The project was commissioned by luxury Swiss watch manufacturer Audemars Piguet on the occassion of their 40th anniversary and will have its first public exhibition, “From Avant Garde to Icon,” at the Park Avenue Armory this Thursday, March 21st, before going on to travel the world in a series of smaller exhibitions.

We showed Quayola’s Strata #4 at our Creators Project: San Francisco event this past weekend where the artist also spoke on our “Artist as Researcher” panel on Saturday. We caught up with him after his talk to learn more about Matter and what this new three dimensional direction means for his work.


A still from Matter.

The Creators Project: This is your first time working with sculpture as your source material. Can you tell us a little bit about what inspired this new work?
Quayola:
This project was really about exploring forms and space and volumes, and generally applying similar themes explored in my previous work but on a volumetric form. The original inspiration comes from these artworks from Michelangelo, called The Slaves. It’s a series of four sculptures developed for the grave of Pope Giulio II. Michelangelo had the idea of sculpting them all at the same time, working a bit on one, then the other. It got to this stage where all four were completely unfinished but somehow they had that perfect balance between the original block and all these kind of organic imperfections, and portions of the body.

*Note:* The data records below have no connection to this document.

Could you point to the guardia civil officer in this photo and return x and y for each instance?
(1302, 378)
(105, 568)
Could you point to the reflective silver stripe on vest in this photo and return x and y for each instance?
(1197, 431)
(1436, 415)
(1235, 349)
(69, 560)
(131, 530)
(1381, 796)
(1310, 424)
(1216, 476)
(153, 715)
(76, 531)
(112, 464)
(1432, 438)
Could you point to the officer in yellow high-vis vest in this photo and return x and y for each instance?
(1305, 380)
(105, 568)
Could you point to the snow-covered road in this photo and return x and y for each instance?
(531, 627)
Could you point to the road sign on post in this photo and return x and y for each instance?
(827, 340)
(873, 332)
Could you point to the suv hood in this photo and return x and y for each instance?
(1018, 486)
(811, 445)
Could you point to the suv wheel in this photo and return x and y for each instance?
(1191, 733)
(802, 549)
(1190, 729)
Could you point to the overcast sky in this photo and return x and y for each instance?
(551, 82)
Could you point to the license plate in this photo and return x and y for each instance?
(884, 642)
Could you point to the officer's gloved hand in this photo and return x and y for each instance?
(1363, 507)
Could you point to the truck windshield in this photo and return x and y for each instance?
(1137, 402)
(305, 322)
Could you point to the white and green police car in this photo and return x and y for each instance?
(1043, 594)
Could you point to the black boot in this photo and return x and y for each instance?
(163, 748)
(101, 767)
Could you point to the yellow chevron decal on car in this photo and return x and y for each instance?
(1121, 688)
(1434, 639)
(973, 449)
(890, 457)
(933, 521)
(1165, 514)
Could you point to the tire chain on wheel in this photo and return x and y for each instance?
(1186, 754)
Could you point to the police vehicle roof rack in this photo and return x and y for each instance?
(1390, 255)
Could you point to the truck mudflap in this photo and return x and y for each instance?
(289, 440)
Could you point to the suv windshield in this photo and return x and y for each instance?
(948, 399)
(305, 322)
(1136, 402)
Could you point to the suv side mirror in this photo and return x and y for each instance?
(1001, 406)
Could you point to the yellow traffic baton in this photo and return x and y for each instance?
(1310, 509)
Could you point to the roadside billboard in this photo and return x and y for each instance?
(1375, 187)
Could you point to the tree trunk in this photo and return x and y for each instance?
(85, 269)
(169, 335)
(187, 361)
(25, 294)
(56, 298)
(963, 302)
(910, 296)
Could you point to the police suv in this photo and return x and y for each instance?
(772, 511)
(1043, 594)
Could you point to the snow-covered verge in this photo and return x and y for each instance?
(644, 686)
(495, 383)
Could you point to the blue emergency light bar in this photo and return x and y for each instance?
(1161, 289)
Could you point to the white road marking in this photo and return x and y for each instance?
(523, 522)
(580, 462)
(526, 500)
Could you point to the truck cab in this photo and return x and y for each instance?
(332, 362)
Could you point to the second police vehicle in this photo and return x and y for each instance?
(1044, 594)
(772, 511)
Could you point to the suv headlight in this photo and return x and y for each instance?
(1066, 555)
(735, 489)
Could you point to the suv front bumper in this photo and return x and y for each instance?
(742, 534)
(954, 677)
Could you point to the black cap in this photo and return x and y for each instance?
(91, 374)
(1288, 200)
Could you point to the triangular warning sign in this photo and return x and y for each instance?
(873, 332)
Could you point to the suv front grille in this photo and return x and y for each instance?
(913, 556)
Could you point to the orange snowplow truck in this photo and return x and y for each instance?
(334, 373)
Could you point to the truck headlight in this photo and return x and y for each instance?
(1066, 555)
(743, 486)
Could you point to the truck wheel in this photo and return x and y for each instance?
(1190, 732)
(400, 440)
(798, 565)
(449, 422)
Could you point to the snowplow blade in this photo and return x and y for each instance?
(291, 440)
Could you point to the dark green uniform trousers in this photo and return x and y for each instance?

Two of Michelangelo’s Slaves sculptures.

What was incredibly fascinating about that piece to me was that it’s this perfect combination of different stages of this block of matter—from its primitive form, which is a cube, to the highest geometric complexities. And it’s so fascinating that Michelangelo decided to stop working on them and actually left them unfinished. I think there’s something so special, so contemporary about these sculptures, and that relates to my work—this idea of creating something that might also look like an error, like a glitch, some kind of unfinished quality to the work, but finding the right balance. This is ultimately what fascinates me about classical art in general, and is the process behind the Strata series—trying to find the connection between things that seem so old but somehow actually are quite contemporary.

How does the idea of matter fit into all of this?
The idea was to really explore and celebrate matter itself, which is the substance that all things are made of. It’s an exploration, a sort of continuous articulation, of a block of matter, starting from its primitive, simplest form, and going through some organic transformation processes and then discovering some kind of manmade craft and perfection inside this block.

Was it different working with a 3D form as opposed to a flat painting or image?
I think in the end I never see my work as 2D. A painting is a flat surface but it exists in 3D space, and the way I explore them through my previous works, it’s still a sort of 3D form. I quite like this idea of adding a sculptural element into my work. I think the main difference is that usually I capture a photographic image and then I explore this, but this image is also present in the work. While this time, it’s completely computer generated. It’s based on the sculpture and the idea is to recreate something that has a photorealistic quality to it. It’s the beginning of a study that’s quite complex.